More dangerous, as far as I’m concerned, is Will Hutton’s constitutionally modified version of the left-wing version of the ‘no’ case:
The only offer that can now persuade Scotland not to secede is to trump that half-cock quasi-federalism [his term for Scottish independence] with a proper version. Westminster’s party leaders must offer to create a federal Britain and irrevocably commit to a constitutional convention to discuss its implementation if Scotland votes no.
(You really want to see more of that writing style? Really? Here’s the link then.)
It’s not dangerous because of its beauty (obviously) or its vagueness. It’s not even dangerous because it’s the same thing Will Hutton has said about everything since he first published The State We’re In to great New Labour acclaim in 1995.
It is dangerous solely because of its complexity.
If you want Scottish independence, and you live in Scotland, you have the option of voting for it. That’s a ‘yes’. It may not be as good as you hope, and it may not solve all your problems, but you are likely to get something like independence. When the conditions of independence prove difficult and the constitutional guarantees your government made to the UK prove awkward, there’s a pretty good chance they’ll renegotiate.
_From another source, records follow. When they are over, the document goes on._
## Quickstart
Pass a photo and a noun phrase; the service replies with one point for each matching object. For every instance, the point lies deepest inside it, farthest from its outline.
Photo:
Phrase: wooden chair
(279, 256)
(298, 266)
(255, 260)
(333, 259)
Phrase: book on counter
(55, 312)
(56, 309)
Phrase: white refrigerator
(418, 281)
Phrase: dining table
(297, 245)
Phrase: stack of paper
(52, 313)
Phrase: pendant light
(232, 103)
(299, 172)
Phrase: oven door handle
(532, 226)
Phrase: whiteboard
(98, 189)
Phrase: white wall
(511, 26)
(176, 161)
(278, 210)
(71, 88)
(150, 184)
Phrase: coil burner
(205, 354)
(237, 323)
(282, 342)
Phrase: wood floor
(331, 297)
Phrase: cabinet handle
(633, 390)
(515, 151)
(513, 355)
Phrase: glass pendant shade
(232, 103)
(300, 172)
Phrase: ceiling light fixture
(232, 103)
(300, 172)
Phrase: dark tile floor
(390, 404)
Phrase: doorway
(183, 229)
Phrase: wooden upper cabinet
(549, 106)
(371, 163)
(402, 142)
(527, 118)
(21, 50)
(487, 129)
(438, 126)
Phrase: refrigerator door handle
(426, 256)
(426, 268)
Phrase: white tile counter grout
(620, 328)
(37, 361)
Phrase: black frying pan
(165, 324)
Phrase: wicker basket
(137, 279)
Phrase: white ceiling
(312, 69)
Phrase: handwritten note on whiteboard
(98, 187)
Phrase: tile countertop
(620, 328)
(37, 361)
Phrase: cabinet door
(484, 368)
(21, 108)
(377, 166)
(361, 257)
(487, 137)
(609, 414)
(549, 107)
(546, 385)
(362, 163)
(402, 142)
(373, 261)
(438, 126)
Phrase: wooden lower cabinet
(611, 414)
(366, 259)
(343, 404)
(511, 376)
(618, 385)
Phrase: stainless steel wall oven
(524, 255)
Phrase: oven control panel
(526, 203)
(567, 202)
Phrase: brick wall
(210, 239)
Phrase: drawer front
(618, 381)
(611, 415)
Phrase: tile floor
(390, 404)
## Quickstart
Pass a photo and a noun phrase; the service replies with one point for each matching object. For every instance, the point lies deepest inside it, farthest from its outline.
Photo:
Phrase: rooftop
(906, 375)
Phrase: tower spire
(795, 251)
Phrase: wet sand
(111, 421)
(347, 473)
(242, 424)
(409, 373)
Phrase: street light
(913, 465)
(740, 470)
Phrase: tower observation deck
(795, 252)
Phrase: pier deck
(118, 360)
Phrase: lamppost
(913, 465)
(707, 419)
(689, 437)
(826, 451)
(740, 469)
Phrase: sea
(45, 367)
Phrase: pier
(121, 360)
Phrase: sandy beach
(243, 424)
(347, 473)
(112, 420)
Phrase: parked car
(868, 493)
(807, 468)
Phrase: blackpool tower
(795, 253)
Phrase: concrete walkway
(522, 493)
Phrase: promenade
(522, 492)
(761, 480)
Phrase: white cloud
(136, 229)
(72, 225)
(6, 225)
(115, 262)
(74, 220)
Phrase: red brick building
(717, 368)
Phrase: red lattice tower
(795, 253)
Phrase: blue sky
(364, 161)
Meaning that you’ll have … independence. I think you get the point. Simples.
On the other hand, if you want a ‘Federal Britain’, you do not have any option on the ballot paper to indicate this. By voting ‘no’ in the hope of achieving federalism, you are voting to let other people decide whether to give you federalism. Unnecessary complexity number one.
By this being ‘offered by Westminster’s party leaders’ rather than simply chosen by the people, we have entered another area of unnecessary complexity. In fact, we have entered as many areas of unnecessary complexity as there are party leaders. Is Caroline Lucas a ‘leader’, or a whole party in herself? Should her view have the same weight as David Cameron’s? As Alex Salmond’s? Is Douglas Carswell the UKIP leader in Westminster since his defection from the Tories? Or should his seat at the negotiating table be taken by his party leader, who is not an MP? Maybe these complications could be overcome if we ignored Hutton’s wording and took him to mean that the government and official opposition should together offer to create a federal Britain.
That would mean asking the leader of the Conservative and Unionist Party of Great Britain to offer something like the opposite of what his party exists for. The clues are, you’ll have noticed, in the name. That’s three more areas of unnecessary complexity depending on how his members and voters and pet tabloids react to the implications of Federalism. The Labour Party is ambivalent about federalism, and contains a number of habitually ineffectual ‘left-wingers’ who turn into raging lions when the powers of the House of Commons are in doubt. Remember Leo Abse? Exactly. That’s an unforseeable number more areas of unnecessary complexity.
Constitutional convention. I’m not entirely sure what a constitutional convention would look like. Or who would be in it. Or where it would be (surely not London, that would be a bit weird). Or what would be done about the people who were in it to wreck it from the start. Like David Cameron… Only joking. Oh, actually, I’m not. That’s at least four more areas of unnecessary complexity. Even before we ask who would make the tea. Or get the contract for the internet connection. Or go to the supermarket for the bogroll. Or provide the security. Or plan the opening ceremony.
Not that it would happen anyway. After all, it would require ‘irrevocable commitment’. An unbreakable promise, in everyday language. From politicians. Frankly, I’m not sure whether this is another unnecessary complexity or just downright stupid.
There are no third options in this referendum. Anyone who votes “No” in the hope that working-class solidarity will make nation-states outdated is making life just a bit too complicated. And anyone who votes “No” in the hope of witnessing the birth of Hutton’s utopian pipedream of mild constitutional reform needs their nut examined.